We round-up April’s small business news from the living wage to late payments…
Business news – The Living Wage, Brexit and banks
This month saw one of the biggest shake-ups for small businesses in years – the introduction of the new National Living Wage.
From the 1st of the month, millions of workers received a pay rise to £7.20 per hour for adults. And the Government won’t stop there, hoping to increase the rate to £9 an hour by 2020. This would affect around nine million workers. The new rise is estimated to hit a quarter of workers outside the capital and one in seven within London.
And while businesses across the country will feel its effects, one MP says companies that cut staff benefits in order to pay the new wage will be pressured to “fulfil their moral obligations”.
Conservative frontbencher Nick Boles says there’s no excuse for larger firms seeking to “evade” the impact of the new minimum wage for workers over the age of 25. He argues that support in the form of cuts to corporation tax and business rates will help them cope. Although he cautions against criticism of small firms that don’t preserve all benefits immediately, given the alternative may result in workers being fired.
The other big item on the agenda this month was Brexit. With the vote on whether to leave Europe moving closer, everyone is trying to work out the effects of an exit.
The International Monetary Fund downgraded its forecast for UK economic growth over fears of disruption if Britain votes to leave the European Union on June 23.
In its World Economic Outlook, it warns Brexit could inflict “severe regional and global damage” by disrupting trade relations. Negotiations over post-exit arrangements would probably be “protracted”, leading to an extended period of uncertainty and market volatility.
Meanwhile, Downing Street welcomed new European Commission proposals to move towards a single market in digital services, including the creation of a “European cloud” that will provide an environment for 70 million science and technology professionals to store and share data.
The plans hope to help European industry, small businesses and public authorities make the most of new technologies by speeding up the development of common standards in areas like 5G networks and cybersecurity.
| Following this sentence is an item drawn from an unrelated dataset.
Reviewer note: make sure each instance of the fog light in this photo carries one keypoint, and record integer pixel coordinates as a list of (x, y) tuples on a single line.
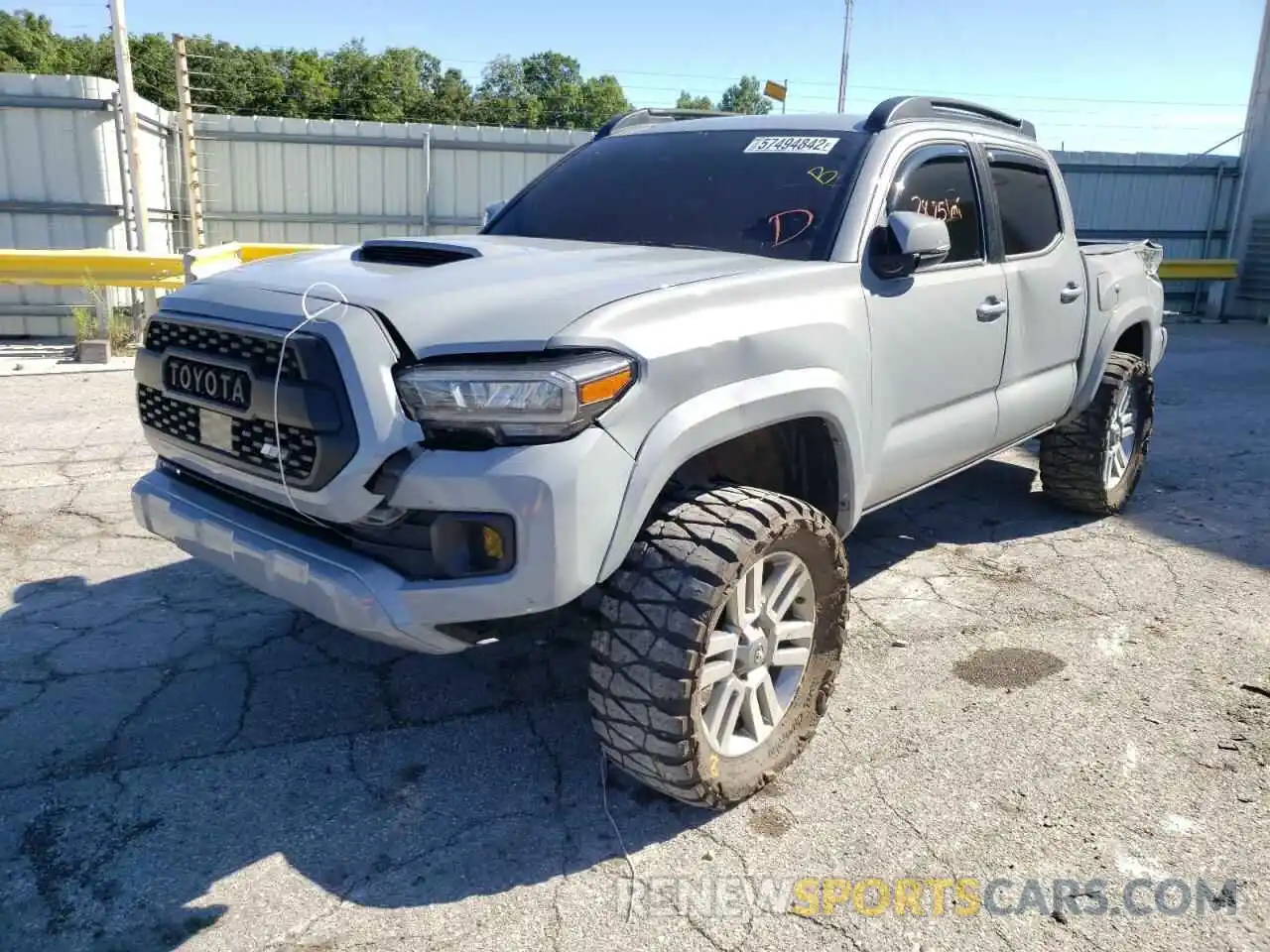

Finally, HSBC launched a £450m fund to support smaller businesses in Scotland. The fund is the largest support package the bank has announced for small and medium-sized enterprises in Scotland, up £50 million on last year.
It has been launched to meet growing SME demand across the country and is part of a broader package for smaller firms aimed at making banking cheaper and simpler.
Business Trends – Late payments, online safety and sexual harassment
Once again, late payments are making the news. A new study has found that smaller UK manufacturers are waiting almost twice as long as their larger competitors for invoices to be paid.
The study by the Asset Based Finance Association found SMEs wait an average of 67 days to be paid, compared with 38 for larger firms. The difference has increased over the past year as large manufacturers enjoyed a fall in waiting time, says the report.
The Atradius Payment Practices Barometer survey for Western Europe found that 90% of firms had invoices paid late by their B2B customers over the past year. This resulted in an average of 40% of the total value of B2B receivables being defaulted on.
Respondents in the UK were the hardest hit by late payment from export customers – 46.4% of the total value of British export credit sales were reported to have been paid late by B2B customers, compared to a 38.3% average for Western Europe.
Data security is still a big issue among small firms. Nearly two thirds of UK adults rely on ‘auto-fill’ and a third login automatically and store their bank card details to shopping sites. This makes them vulnerable to substantial financial losses, according to anti-malware and mobile security company BullGuard. With nearly half of Brits primarily accessing these sites on their phone, the loss of their handset could prove disastrous for small firms.
Finally, sexual discrimination is still rife in the workplace, but a new guide hopes to help those suffering from it. It follows an increase in calls about the problem to a helpline run by conciliation service Acas. It has dealt with 7,175 calls over the past year, a 14% increase on the previous year.
Sir Brendan Barber, who chairs Acas, says nine out of 10 calls came from employees and the overwhelming majority of these callers were women.
The new free guide aims to help employers, small businesses and managers understand the basics around equality law, the different types of sex discrimination and to raise awareness of how positive action can apply to certain jobs.